Know Thyself: Guided Writing for Student and Teacher Growth - Robert Comeau
Robert Comeau, a Grade 12 English teacher at Another Course to College in Boston, says students and teachers can work together to break the cycle of failure. They get stuck when they close communication between each other, and within themselves. In his talk from Boston EdTalks 2018, he suggests reflective writing can change mindsets and relationships, to help participants break free and grow together. Reflective writing uncovers trauma that needs healing, vents stress that clouds thinking, and reveals racism that demands counter-narrative. Make space for the whole student in classrooms through reflective writing, he says, and it helps teachers reach and adapt to the whole student.
Redefining Family Engagement: Giving the School Community a REAL Voice - Hugo Carvajal, PatriciaAnn McCaffrey and Mekka Smith
How do you define family engagement? Hugo Carvajal, PatriciaAnn McCaffrey and Mekka Smith believe it is the responsibility of the school to value and engage families. But too often, schools fail to reciprocate the trust that families place in them, particularly in educationally underserved communities. In this talk from Boston EdTalks 2018, they highlight the opportunity for schools to ask what families and surrounding communities have to contribute, and seize the role as a hub for social capital resurrection, innovation, and network strength.

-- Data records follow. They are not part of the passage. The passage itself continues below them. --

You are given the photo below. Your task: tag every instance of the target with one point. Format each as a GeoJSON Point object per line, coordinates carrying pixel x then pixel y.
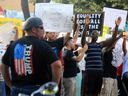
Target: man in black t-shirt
{"type": "Point", "coordinates": [70, 67]}
{"type": "Point", "coordinates": [109, 85]}
{"type": "Point", "coordinates": [28, 58]}
{"type": "Point", "coordinates": [58, 44]}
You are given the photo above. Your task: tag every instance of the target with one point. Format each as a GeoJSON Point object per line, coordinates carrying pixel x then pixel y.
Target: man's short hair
{"type": "Point", "coordinates": [91, 30]}
{"type": "Point", "coordinates": [47, 32]}
{"type": "Point", "coordinates": [32, 22]}
{"type": "Point", "coordinates": [69, 39]}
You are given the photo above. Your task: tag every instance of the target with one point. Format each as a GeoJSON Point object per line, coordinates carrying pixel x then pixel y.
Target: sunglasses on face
{"type": "Point", "coordinates": [41, 27]}
{"type": "Point", "coordinates": [95, 34]}
{"type": "Point", "coordinates": [51, 32]}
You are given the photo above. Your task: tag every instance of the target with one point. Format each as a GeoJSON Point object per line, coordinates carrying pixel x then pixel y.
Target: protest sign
{"type": "Point", "coordinates": [96, 23]}
{"type": "Point", "coordinates": [17, 23]}
{"type": "Point", "coordinates": [2, 51]}
{"type": "Point", "coordinates": [1, 11]}
{"type": "Point", "coordinates": [16, 14]}
{"type": "Point", "coordinates": [112, 14]}
{"type": "Point", "coordinates": [55, 17]}
{"type": "Point", "coordinates": [6, 32]}
{"type": "Point", "coordinates": [105, 29]}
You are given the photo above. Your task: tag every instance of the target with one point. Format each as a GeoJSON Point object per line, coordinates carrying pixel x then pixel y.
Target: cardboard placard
{"type": "Point", "coordinates": [96, 23]}
{"type": "Point", "coordinates": [56, 17]}
{"type": "Point", "coordinates": [125, 33]}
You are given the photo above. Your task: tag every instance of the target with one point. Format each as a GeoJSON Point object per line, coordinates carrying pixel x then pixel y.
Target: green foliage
{"type": "Point", "coordinates": [95, 5]}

Reclaiming My Mind: Perspective-Taking through Metacognition - Simone Miles Esteves
The most important lessons we learn to become better world citizens are often hard and uncomfortable. Because very few of us like discomfort, we often avoid those areas of discomfort and by doing so, bury many important lessons that we should be not only teaching, but also learning. In her presentation from the 2018 Boston EdTalks, Simone Miles Esteves, Middle School History Teacher and Advisor to the Director of Multicultural Services at the Buckingham Browne & Nichols School in Cambridge, Mass., suggests perspective-taking through metacognition is a highly effective approach to teaching that strengthens our pedagogy—and our contributions to society—and supports the development of empathetic kids who will engineer and sustain an equitable and socially just world.